I am often at a loss what to say, as there are so many books available, in fact we are overwhelmed by written material, and every man and his dog seems to have written a book.

What information do they need?

What do they wish to achieve?

What will they put the knowledge to do?

No one book will contain all the knowledge on a subject, there will be a bit in this book, a bit in that book, even the Encyclopaedia Britannica only skims the truth, the full facts about our world, for as we research and discover new facts, new theories, new ideas, so what was written becomes incorrect, old and out of date.

I devour books. This week alone I have brought ten books. Some books are on the training subjects I give, NLP, memory, phobias, fears, stop smoking, weight loss, and more. Some are fiction, recommended by Andy Tuck, the General Manager of Borders book shop in Kingston upon Thames, as I said to him I was enjoying reading the complete and unabridged novels of Sherlock Holmes by Sir Arthur Conan Doyle.

We can all learn so much from books, as long as we realise that the book was written by another human being, who has their own understanding on the world, on the subject matter, and are they correct?

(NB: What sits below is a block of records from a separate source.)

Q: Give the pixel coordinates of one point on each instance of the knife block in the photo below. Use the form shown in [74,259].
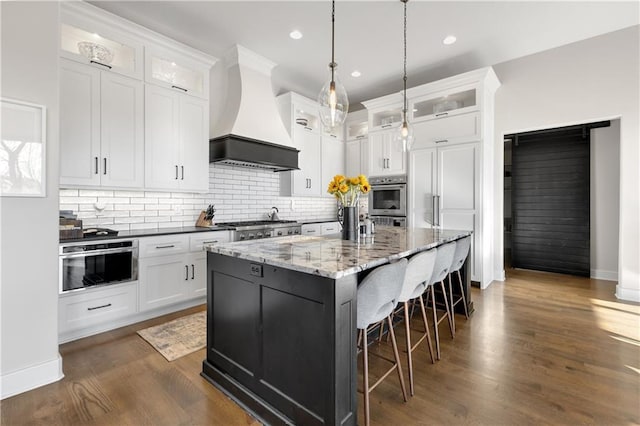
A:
[202,222]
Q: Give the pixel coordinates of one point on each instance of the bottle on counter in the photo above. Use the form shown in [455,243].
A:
[368,225]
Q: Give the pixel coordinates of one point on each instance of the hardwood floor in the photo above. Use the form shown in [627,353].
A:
[539,349]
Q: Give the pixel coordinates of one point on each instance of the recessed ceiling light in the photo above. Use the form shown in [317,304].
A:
[449,39]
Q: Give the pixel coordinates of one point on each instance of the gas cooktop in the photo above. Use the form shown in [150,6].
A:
[256,223]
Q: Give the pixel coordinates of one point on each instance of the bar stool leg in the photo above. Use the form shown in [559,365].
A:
[453,314]
[446,305]
[435,319]
[426,329]
[397,358]
[409,360]
[365,373]
[464,299]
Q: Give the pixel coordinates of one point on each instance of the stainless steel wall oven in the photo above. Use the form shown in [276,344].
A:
[89,264]
[388,196]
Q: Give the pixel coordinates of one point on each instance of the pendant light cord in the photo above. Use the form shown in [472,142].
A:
[404,79]
[333,37]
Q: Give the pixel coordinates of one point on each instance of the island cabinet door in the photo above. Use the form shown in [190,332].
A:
[288,338]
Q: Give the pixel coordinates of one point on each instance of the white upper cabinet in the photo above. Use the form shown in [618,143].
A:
[333,156]
[385,156]
[101,128]
[95,38]
[172,70]
[458,100]
[176,142]
[117,130]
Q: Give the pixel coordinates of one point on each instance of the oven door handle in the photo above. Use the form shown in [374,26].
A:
[98,252]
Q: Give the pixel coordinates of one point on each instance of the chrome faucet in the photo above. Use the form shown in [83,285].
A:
[274,214]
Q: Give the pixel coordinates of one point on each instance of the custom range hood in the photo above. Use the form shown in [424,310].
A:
[250,132]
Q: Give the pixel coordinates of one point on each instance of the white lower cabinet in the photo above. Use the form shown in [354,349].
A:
[164,280]
[88,308]
[173,268]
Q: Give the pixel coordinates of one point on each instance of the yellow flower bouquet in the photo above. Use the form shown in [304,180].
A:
[348,189]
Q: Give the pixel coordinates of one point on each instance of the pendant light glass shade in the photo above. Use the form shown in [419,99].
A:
[332,99]
[404,136]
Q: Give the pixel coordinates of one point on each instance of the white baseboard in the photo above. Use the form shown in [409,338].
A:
[31,377]
[628,294]
[600,274]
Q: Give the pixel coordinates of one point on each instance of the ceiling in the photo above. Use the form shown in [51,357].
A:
[369,35]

Reading Sherlock Holmes, I came across a passage in The Hound of the Baskervilles, which could sum up what I have just said, as Sherlock Holmes was supposed to have a brilliant mind, as he says:-

“Certainly, though I cannot guarantee that I carry all the facts in mind. Intense mental concentration has a curious way of blotting out what has passed. The barrister who has his case at his finger end, and is able to argue with an expert upon his own subject, finds that a week or two of the courts will drive it all out of his head once more…….”

Another aspect of learning from books, is getting the knowledge into the brain, but will this enable us to do the thing physically we have just learned.

Take riding a bike. Say you have no knowledge of riding a bike, you have seen people doing so, but never ridden one yourself.

So you go to the bookshop, buy a book, Learn to ride a bike in a day, and read and understand the concepts, the procedures, the mechanics of riding a bike.

Would you be able to ride a bike?



No.

Reading gives us knowledge, but does not teach our body how to do it.

Doing something is a whole body experience.

We have to get the knowledge into our brain.

We have to get our body to act upon the instructions from our brain. In the case of riding a bike, how to keep balance on two wheels, How to push one leg down on the peddle with the correct amount of pressure, whilst allowing the other leg to rise, and at the same time steer the bike by moving the handle bars, which also will help the balance.

So I have ten books to get through, to extract knowledge, and then enact upon the knowledge for the purpose I want. That is the beauty of PhotoReading, being able to absorb 20,000 – 30,000 WPM, a page a second. Once it is in my mind I will have to activate that knowledge, to put into action what I have now in my mind, to do it.

Reading alone will not make us the expert who can do, we have to practice, to do it, to experience it. That is why I ask people to do the courses I teach, not just read about them, as in my courses we do.